The HCI Bibliography: Ten Years Old, But What's It Done for Me Lately?

Published in ACM interactions magazine, 1999, v.6, n.2, p.32-35. PDF

Gary Perlman
director@hcibib.org
http://www.acm.org/perlman/

Abstract

The idea for a free-access online bibliography on human-computer interaction, which resulted in the HCI Bibliography, is over ten years old. Although it started slowly, the HCI Bibliography has grown to over 18,000 entries, most with abstracts, with over 4000 links to full text. Now, with its own web site at www.hcibib.org and its own search service, the HCI Bibliography serves as a central repository for HCI information on the Web (with entries for about 800 Internet resources) and off (with entries for about 400 books over 15 conferences and over 10 major journals). This article (1) summarizes the history of the HCI Bibliography, (2) describes its current holdings, web site, and search service, and (3) considers how and why to offer a free service.

Keywords

Human-computer interaction, Bibliography, Bibliographic information retrieval, World-Wide Web, Full text retrieval, Expert system, Search assistance, Query language usability, Compulsive gathering of information

A Brief History of the HCI Bibliography

The Idea

The HCI Bibliography grew out of my 1988 experiences while I wrote a curriculum module on User Interface Development for the Software Engineering Institute (Perlman, 1989). I was delighted to have work-study students type in the bibliographic information for about 200 references; I especially liked having the abstracts and/or table of contents also online.
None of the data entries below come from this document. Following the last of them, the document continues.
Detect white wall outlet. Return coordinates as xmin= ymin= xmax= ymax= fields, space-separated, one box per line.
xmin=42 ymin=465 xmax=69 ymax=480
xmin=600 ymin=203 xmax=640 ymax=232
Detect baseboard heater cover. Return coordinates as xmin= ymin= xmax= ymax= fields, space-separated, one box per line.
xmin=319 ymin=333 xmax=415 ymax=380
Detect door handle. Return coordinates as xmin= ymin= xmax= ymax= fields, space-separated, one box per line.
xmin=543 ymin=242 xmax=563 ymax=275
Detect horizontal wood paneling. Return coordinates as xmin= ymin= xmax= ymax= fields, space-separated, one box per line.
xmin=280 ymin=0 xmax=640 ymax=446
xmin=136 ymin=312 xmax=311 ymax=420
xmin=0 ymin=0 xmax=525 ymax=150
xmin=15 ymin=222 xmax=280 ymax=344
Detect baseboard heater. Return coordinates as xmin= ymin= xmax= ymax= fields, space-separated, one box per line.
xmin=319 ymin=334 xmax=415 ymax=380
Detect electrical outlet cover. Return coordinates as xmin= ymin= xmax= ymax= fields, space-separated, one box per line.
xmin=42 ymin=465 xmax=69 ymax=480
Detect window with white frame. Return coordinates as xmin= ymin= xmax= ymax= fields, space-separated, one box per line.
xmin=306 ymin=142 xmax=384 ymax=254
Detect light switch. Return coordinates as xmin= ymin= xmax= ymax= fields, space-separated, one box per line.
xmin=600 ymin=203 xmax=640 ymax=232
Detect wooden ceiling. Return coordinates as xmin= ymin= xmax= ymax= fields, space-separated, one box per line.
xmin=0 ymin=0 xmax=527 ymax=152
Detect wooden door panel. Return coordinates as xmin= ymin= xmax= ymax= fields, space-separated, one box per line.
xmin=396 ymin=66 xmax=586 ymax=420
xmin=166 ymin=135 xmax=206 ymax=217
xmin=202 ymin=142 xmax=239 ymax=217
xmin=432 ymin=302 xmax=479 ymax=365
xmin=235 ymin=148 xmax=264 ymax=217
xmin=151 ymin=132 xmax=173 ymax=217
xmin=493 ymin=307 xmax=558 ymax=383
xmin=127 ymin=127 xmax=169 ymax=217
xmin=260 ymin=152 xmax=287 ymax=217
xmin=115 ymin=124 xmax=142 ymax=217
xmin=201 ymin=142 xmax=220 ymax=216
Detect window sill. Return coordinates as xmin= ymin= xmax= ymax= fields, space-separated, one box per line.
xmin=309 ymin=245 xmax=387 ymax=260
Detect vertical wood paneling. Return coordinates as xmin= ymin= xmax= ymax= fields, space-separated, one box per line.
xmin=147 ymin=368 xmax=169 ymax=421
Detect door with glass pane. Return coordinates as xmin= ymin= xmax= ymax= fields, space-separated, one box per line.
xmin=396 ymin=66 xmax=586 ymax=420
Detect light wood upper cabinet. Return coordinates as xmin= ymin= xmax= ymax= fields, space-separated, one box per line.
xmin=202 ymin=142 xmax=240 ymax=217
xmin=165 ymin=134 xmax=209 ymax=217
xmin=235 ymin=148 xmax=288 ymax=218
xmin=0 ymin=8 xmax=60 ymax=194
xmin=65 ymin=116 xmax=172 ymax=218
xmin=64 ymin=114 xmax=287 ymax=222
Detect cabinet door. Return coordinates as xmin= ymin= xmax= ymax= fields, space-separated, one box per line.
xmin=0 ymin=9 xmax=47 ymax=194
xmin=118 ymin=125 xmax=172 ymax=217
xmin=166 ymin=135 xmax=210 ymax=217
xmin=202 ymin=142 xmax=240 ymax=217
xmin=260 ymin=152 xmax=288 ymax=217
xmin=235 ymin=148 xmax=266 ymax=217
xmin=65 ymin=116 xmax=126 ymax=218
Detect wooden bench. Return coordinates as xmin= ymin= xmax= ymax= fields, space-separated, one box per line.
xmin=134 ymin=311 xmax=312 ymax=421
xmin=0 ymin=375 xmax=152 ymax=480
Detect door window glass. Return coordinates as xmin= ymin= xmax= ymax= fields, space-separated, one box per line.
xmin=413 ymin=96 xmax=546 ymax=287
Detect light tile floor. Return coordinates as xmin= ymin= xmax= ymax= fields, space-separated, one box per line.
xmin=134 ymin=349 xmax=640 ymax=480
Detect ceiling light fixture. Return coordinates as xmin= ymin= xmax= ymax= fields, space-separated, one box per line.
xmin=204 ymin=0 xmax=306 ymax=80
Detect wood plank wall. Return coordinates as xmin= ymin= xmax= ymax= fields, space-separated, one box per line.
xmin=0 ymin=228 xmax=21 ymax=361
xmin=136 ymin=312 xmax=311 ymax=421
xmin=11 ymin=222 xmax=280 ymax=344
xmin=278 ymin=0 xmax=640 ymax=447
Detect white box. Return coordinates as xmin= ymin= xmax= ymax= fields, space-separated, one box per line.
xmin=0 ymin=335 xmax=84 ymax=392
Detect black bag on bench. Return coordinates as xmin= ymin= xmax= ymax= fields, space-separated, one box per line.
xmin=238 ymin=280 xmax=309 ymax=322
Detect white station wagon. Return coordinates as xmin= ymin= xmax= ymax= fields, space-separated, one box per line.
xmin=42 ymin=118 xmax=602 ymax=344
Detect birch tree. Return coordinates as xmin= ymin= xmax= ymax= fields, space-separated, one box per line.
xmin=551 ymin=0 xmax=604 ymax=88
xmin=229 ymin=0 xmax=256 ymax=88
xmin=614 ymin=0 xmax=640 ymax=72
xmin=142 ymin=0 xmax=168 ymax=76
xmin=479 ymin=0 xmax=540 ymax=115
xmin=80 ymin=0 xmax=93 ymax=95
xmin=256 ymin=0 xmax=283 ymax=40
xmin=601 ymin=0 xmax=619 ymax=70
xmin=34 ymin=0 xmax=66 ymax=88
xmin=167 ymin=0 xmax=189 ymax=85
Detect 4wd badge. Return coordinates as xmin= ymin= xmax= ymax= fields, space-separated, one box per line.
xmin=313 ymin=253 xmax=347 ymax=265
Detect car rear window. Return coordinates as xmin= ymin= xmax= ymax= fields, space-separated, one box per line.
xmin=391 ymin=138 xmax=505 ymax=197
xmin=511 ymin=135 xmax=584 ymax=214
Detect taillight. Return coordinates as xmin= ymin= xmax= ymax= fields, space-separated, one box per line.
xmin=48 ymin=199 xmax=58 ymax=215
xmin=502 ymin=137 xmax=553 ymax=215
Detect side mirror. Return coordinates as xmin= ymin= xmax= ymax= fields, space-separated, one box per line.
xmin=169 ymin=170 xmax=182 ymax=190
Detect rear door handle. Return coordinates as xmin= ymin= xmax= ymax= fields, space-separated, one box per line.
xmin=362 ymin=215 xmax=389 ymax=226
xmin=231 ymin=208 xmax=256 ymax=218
I could search the file, reorder records, import them into bibliography management tools, etc. I thought, "If a couple of students can put online hundreds of records in a few weeks, what could hundreds or thousands of people do? In a short time, their efforts could be merged into a bibliography to be used by thousands. Maybe authors could donate records of their own publications!

How it Really got Started

Of course, that was a naive view. Authors wrote long messages explaining why they could or would not provide an abstracted entry. People donated bibliographic data that had several errors per abstract. The SIGCHI EC expressed a lack of interest in helping because of the likelyhood of failure of such a project. Fortunately, work-study students at The Ohio State University signed up to do data entry, and some people on the Net (as we called the Internet then) were willing to validate entries. Also, publishers were willing to give permissions to have their materials online, free of charge. In 1991, after two years of getting started, the first paper on the HCI Bibliography (or HCIBIB, as I call it), appeared in the SIGCHI Bulletin (Perlman, 1991), boasting of over 1000 entries and promising "Eventually, all of HCI will be online and freely accessible around the world." Once started, the SIGCHI EC became a consistent supporter and sponsor of the project.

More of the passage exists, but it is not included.